Terence Daniel Briscoe (Kwementyaye Briscoe)

Demographics

27y, male

Date of death

2012-01-04

Finding date

2012-09-17

Cause of death

Airway obstruction due to a combination of positional asphyxia, aspiration and acute alcohol intoxication

AI-generated summary

27-year-old Aboriginal man died in Alice Springs Watch House from airway obstruction due to acute alcohol intoxication, positional asphyxia and aspiration. He was detained in protective custody after being found intoxicated near Flynn Drive. Unknown to police, he consumed approximately 350ml of rum during van transport, reaching a blood alcohol level of 0.350 g/100ml (lethal range).

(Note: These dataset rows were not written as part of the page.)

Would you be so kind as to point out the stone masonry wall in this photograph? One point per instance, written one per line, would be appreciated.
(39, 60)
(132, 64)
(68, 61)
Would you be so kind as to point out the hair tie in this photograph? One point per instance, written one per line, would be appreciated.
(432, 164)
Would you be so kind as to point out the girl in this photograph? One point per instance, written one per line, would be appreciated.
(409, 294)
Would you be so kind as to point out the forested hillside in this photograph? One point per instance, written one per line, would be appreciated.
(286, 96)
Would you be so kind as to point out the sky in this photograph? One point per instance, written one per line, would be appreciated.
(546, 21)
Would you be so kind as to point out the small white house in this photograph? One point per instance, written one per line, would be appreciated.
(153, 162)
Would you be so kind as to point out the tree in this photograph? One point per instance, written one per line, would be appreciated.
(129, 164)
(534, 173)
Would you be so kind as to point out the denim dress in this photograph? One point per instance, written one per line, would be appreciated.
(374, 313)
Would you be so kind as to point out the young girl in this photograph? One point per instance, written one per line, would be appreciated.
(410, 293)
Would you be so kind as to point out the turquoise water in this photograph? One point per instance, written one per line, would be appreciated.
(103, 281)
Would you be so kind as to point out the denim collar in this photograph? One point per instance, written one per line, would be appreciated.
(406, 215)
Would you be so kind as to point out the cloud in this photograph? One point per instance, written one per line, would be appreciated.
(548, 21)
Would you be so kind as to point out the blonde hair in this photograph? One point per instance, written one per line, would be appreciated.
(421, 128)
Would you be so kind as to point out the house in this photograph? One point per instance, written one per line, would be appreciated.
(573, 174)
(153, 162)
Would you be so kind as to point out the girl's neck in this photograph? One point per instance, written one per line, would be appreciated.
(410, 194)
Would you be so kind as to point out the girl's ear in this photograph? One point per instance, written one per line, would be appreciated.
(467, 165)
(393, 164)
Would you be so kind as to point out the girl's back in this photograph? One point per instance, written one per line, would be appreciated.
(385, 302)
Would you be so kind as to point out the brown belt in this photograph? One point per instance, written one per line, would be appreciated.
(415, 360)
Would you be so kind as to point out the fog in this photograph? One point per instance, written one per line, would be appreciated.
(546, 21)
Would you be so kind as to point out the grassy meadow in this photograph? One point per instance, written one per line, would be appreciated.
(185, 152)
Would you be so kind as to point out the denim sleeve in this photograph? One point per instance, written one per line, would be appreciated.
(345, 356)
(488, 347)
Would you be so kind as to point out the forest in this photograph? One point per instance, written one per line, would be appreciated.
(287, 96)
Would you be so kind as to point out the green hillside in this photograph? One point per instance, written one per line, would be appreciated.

Critical failures in care included: absence of Watch House Keeper, failure to conduct proper health assessment despite obvious incapacity, dragging the detainee rather than assisting him to walk, failure to recognise head injury despite bleeding, inadequate cell checks during overnight shift, failure to respond to call button from other prisoners hearing distress sounds at time of death. Officers stated he was "annihilated" but permitted him to remain in custody. No escalation to medical care occurred despite multiple warnings. Systemic failures included inadequate staffing with inexperienced probationary constables, lack of training on duty of care, failure to implement previous coronial recommendations from 2010 Cedric Trigger inquest, and absence of auditing procedures. Death was preventable.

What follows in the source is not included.